HPC Molecular Dynamics Simulation Workflow: CWL Version of md_list.py
Help improve this workflow!
This workflow has been published but could be further improved with some additional meta data:- Keyword(s) in categories input, output, operation
You can help improve this workflow by suggesting the addition or removal of keywords, suggest changes and report issues, or request to become a maintainer of the Workflow .
This repository is part of a series of repositories mirroring the workflow and launchers in https://github.com/bioexcel/biobb_hpc_workflows .
Below the workflow is briefly described, followed by installation instructions, and guidance on running the workflow with the two workflow engines it has been tested on (CWLtool and TOIL).
md_list / md_launch
The
md_list
workflow performs a molecular dynamics simulation on a given structure listed in the YAML properties file.
The
md_launch
workflow will run the
md_list
workflow multiple times (using scatter), passing it structures from a list defined in the YAML properties file.
Getting Started
Requirements
If you are working on your own machine then instructions for installing Git and Docker are given on their websites. You will be able to use either CWLtool (which is the reference implementation of CWL) or toil.
If you are working on HPC then you will need Singularity and Toil rather than Docker and CWLtool. Git and Singularity should already be installed, while the installation of Toil (if this is not installed already) will be covered below.
Version requirements:
- The workflow engine should support CWL standard 1.2 or more recent (versions tested: 1.2.0-dev5 in toil; 1.2 in CWLtool)
Setup
These workflows make use of the BioBB libraries, which are installed using
git submodules
. This requires that you clone this repository, rather than downloading a zip archive (as the git hooks are needed for this to work):
git clone --recurse-submodules https://github.com/douglowe/biobb_hpc_cwl_md_list.git
CWLtool
This can be installed via
conda
, with the command:
conda env create -f install/env_cwlrunner.yml
To install a javascript interpreter (if you do not already have one on your system) use:
conda env create -f install/env_cwlrunner_nodejs.cwl
TOIL
This can be installed using
conda
, with the command:
conda env create -f install/env_toil.yml
To install a javascript interpreter (if you do not already have one on your system) use:
conda env create -f install/env_toil_nodejs.cwl
Running the Workflows
This workflow requires:
-
PDB file describing the molecule of interest (see example
example_input_files/lysozyme.pdb
). -
Configuration file (see example
md_list_input_descriptions.yml
).
CWL
To run the workflow use:
cwl-runner md_launch.cwl md_list_input_descriptions.yml
TOIL
TOIL (at the time of writing, version 5.2.0) does not yet fully support the CWL v1.2.0
standard, so you will need to edit
md_list.cwl
to use:
cwlVersion: v1.2.0-dev5
.
To use the toil engine several environmental variables will need to be set. These will be described in more detail on the TOIL documentation page, below we only highlight the variables we found useful to set.

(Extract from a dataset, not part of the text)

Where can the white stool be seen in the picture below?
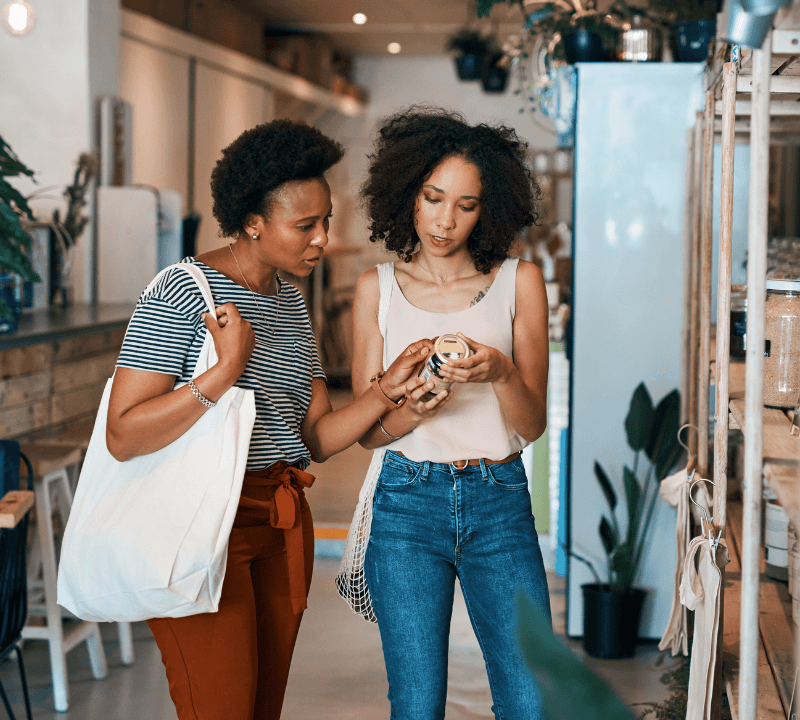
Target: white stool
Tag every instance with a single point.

On all HPC systems it is wise to check the temporary directory variable (
TMPDIR
) - for
TOIL this needs to be on a disk accessible by all compute nodes that will be used.
For Singularity set the variables
CWL_SINGULARITY_CACHE
and
SINGULARITY_CACHEDIR
(again on a disk accessible by all compute nodes).
GridEngine (SGE)
For SGE set:
-
TOIL_GRIDENGINE_PE
(this is the job queue to select) -
TOIL_GRIDENGINE_ARGS
To execute the workflow use:
toil-cwl-runner --enable-dev --batchSystem grid_engine --singularity --defaultCores 1 md_launch.cwl md_list_input_descriptions.yml
This example sets the number of cores used to 1 - we recommend you test your setup
as a serial job before trying to use parallel compute nodes. When changing to a parallel compute job change the
--defaultCores
flag.
SLURM
For Slurm job managers set:
-
TOIL_SLURM_ARGS
, this carries all the required slurm job flags, e.g."--nodes=1 --ntasks-per-node=64 --time=0:10:0 --partition=standard --qos=standard --account=[XXX] --export=ALL"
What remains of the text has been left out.